There's no question that much of FREQUENCY is smart and entertaining, but it's also a fragmented piece of work. For the first half of the film, it's a fantasy with a strong human side, anchored by an unconventional but convincing father-son relationship. In the second hour, it shifts dramatically to a creep-show, with the sinister killer popping up at terribly inconvenient times. That makes for some crowd-pleasing chases and struggles, but a terribly rote plot progression. Though there are still some well-crafted scenes -- Andre Braugher gets a particularly good one as a cop friend of Frank's watching a World Series prediction come true -- character ceases to matter for all practical purposes.

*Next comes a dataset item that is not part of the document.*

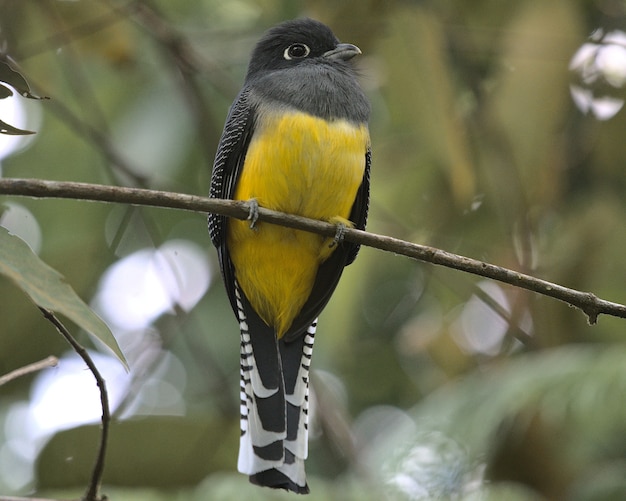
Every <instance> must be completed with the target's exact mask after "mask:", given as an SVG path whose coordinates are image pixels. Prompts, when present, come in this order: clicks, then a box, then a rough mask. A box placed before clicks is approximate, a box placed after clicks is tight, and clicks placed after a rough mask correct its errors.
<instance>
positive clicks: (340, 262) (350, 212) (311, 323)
mask: <svg viewBox="0 0 626 501" xmlns="http://www.w3.org/2000/svg"><path fill="white" fill-rule="evenodd" d="M371 162H372V152H371V150H370V149H369V148H368V150H367V151H366V153H365V172H364V173H363V181H362V182H361V186H360V187H359V190H358V191H357V195H356V198H355V199H354V204H352V209H351V211H350V221H352V222H353V223H354V227H355V228H357V229H359V230H364V229H365V225H366V223H367V213H368V210H369V196H370V165H371ZM359 247H360V245H358V244H353V243H351V242H342V243H341V244H340V245H339V247H338V248H337V249H336V250H335V252H333V253H332V254H331V255H330V257H329V258H328V259H327V260H326V261H324V263H322V265H321V266H320V268H319V270H318V271H317V276H316V277H315V283H314V284H313V289H312V291H311V295H310V296H309V298H308V299H307V301H306V303H304V306H303V307H302V310H301V311H300V313H299V314H298V316H297V317H296V318H295V319H294V321H293V323H292V325H291V327H290V328H289V330H288V331H287V333H286V334H285V339H286V340H287V341H290V340H293V339H295V338H297V337H298V336H300V335H302V334H303V333H304V332H306V329H307V328H308V327H309V325H311V324H312V323H313V322H314V321H315V319H316V318H317V317H318V315H319V314H320V312H321V311H322V310H323V309H324V306H326V303H328V301H329V299H330V296H332V294H333V292H334V291H335V288H336V287H337V284H338V283H339V279H340V278H341V274H342V273H343V269H344V267H346V266H348V265H349V264H351V263H352V262H353V261H354V260H355V259H356V256H357V254H358V252H359Z"/></svg>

It suddenly matters again in FREQUENCY's achingly sentimental denouement, which gets all FIELD OF DREAMS on us by tying father-son connections to baseball. The strange thing is that it probably wouldn't have felt nearly as overwrought if FREQUENCY had stuck with the tone of its first half. The shift from character piece to thriller is jarring enough; the attempt to shift back to character piece feels like an unearned piece of manipulation. It's easy to recommend FREQUENCY for the things it does right in each of its incarnations, but the recommendation can't be too enthusiastic when those incarnations are so incongruous. I think there's a reason we've never seen this sort of serial killer thriller before: It's awfully hard to make a serial killer thriller a tear-jerker as well.

     On the Renshaw scale of 0 to 10 radio waves:  6.